Our study clearly shows how waning immunity and emergence of vaccine escape variants limits the impact of COVID-19 vaccines against transmission. The benefits of vaccination and past infection derived protection against COVID-19 disease depend critically on many factors, including demography, health systems capacity, vaccine efficacy, and breadth of protection, especially against new variants. Protection against severe disease is more robust, with achievable gains depend on underlying population demographics and risk. Ideally, vaccines would be allocated after assessing hybrid immunity at both the individual and population level in order to maximise the protection against future waves especially if vaccine stocks are limited. Our results suggest that populations with low vaccination coverage and high past infection rate should still consider vaccination if public health measures are not enforced or social mixing is not reduced, with particular emphasis on protecting those at higher risk, such as older age groups. In addition, our work suggests that populations with past high infection rates will likely continue to have high future infection rates, if nothing were to change. In general, given an approximate age structure, past attack rate and past vaccination coverage, our work can estimate the real world effects of the next epidemic wave, which can then be used for future planning.

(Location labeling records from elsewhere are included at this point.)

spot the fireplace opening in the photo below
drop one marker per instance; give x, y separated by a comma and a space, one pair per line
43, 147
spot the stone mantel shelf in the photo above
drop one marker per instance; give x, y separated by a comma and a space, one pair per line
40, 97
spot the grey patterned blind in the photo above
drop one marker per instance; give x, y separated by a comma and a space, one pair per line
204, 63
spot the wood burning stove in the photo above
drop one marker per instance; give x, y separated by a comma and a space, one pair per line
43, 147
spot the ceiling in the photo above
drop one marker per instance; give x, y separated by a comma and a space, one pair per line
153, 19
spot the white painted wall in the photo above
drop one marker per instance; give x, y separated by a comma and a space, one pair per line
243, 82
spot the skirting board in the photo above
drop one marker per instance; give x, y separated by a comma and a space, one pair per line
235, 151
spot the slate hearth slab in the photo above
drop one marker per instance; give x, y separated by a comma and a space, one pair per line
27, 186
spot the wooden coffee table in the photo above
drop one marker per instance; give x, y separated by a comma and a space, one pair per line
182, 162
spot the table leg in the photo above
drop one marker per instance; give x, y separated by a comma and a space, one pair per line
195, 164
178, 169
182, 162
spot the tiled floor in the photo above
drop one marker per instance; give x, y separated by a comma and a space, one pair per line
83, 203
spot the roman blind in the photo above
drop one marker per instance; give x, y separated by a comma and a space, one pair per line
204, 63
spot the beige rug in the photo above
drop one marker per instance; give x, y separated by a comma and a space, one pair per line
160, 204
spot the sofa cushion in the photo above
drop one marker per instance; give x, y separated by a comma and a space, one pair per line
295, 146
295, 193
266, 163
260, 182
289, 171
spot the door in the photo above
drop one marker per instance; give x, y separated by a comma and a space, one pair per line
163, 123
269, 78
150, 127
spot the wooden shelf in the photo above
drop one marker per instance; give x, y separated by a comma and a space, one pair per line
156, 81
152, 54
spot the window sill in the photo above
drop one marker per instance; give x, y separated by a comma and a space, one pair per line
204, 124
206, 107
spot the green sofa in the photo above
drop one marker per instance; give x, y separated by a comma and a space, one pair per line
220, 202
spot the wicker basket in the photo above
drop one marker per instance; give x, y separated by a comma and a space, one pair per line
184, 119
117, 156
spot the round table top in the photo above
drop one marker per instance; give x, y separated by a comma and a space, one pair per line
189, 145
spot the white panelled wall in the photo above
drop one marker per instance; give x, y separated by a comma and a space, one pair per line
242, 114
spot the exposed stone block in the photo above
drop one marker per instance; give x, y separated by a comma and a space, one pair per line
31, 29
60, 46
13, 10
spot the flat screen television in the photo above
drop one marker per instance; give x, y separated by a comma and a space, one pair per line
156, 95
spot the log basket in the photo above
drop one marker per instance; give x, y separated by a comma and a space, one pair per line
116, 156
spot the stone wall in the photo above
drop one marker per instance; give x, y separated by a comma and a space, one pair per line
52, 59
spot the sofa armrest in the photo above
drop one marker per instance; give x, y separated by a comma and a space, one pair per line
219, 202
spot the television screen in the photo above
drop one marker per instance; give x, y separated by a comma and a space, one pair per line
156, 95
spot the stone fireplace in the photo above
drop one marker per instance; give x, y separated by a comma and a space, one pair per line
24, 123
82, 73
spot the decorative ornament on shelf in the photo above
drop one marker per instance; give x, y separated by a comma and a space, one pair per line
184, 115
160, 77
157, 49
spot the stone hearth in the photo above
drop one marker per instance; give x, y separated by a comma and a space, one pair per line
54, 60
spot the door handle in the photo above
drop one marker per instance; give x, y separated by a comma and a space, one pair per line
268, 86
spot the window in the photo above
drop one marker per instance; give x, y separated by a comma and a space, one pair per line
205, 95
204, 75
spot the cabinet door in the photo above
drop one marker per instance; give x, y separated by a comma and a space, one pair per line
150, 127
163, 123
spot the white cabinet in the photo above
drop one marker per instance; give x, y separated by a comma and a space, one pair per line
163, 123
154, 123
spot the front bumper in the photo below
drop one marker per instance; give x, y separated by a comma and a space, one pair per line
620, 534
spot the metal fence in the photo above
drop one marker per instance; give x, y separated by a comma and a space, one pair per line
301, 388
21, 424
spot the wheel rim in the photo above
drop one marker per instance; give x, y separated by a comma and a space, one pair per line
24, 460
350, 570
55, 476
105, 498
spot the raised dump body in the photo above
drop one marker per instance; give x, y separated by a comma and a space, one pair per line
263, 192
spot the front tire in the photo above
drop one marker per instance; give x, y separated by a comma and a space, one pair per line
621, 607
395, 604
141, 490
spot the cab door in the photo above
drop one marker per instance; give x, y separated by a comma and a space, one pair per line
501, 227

The hybrid immunity landscape will only become increasingly complex as time goes on: with more circulating variants and with more vaccinations and more unique and individual exposure histories. How this can be robustly incorporated into mathematical models—especially in cases of limited available data—will be an ongoing challenge. As we move from the initial pandemic stage of COVID-19 to ongoing endemic transmission, we need tailored responses, sustainable long term protection and vaccination schedules to protect those at risk of severe disease and have equity of outcomes going forward. The role of future vaccines for resilience to ‘endemic’ disease and response to variants of concern remains to be determined for each individual country context. Our flexible framework is capable of considering different country contexts by inputting different age distributions, vaccination schedules, contact matrices and other key parameters and thus can assist in determining the relative benefits of vaccines in different populations going forward.